FIG. 1 is a sectional view showing the configuration of a first embodiment of the invention, FIG. 2 is a sectional view showing the configuration of a second embodiment of the invention, and FIG. 3 is a sectional view showing the configuration of a third embodiment of the invention. FIG. 4 is a cross-sectional view showing an embodiment of the present invention, and FIG.
The figure is a sectional view showing the X-X cross section of FIG. 4, and FIG.

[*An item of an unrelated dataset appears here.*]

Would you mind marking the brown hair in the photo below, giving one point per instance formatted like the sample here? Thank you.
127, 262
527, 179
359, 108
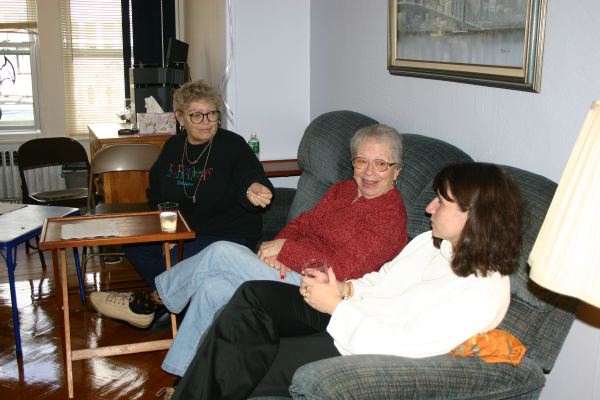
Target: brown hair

A cross-sectional view showing the configuration of a multi-tube heat exchanger using conventional heat exchanger tubes with horizontal fins, FIG. 7 is a cross-sectional view taken along the line X-X in FIG. 6, and FIG. FIG. 9 is a cross-sectional view showing the configuration of a multi-tubular heat exchanger using heat exchanger tubes, and FIG. 9 is a cross-sectional view taken along the line XX in FIG. 8. 1... Cylindrical body, 2... Heat exchanger tube, 4... Fin, 5
···fin.

Claims (2)

[Claims] (1) A shell-and-tube heat exchanger in which a plurality of heat exchanger tubes through which a second medium flows are arranged in an outer shell through which a first medium flows, and heat exchange between the two mediums is performed. A heat transfer tube in which the heat transfer area of the fins of the heat transfer tube placed outside the heat transfer tube group is larger than the heat transfer area of the fins of the heat transfer tube placed in the center of the heat transfer tube group, and the heat transfer tube is placed outside the heat transfer tube group. A multi-tubular heat exchanger, characterized in that the surface area of the fins is expanded toward the inner wall of the cylindrical body. (2) Fins are provided on the outer surface of the heat exchanger tube at an angle perpendicular to or close to the tube axis, and the positions of the fins to be attached to the heat exchanger tubes are aligned in the axial direction of the heat exchanger tubes. The multi-tube heat exchanger according to claim 1, wherein the heat exchanger differs depending on the heat tube.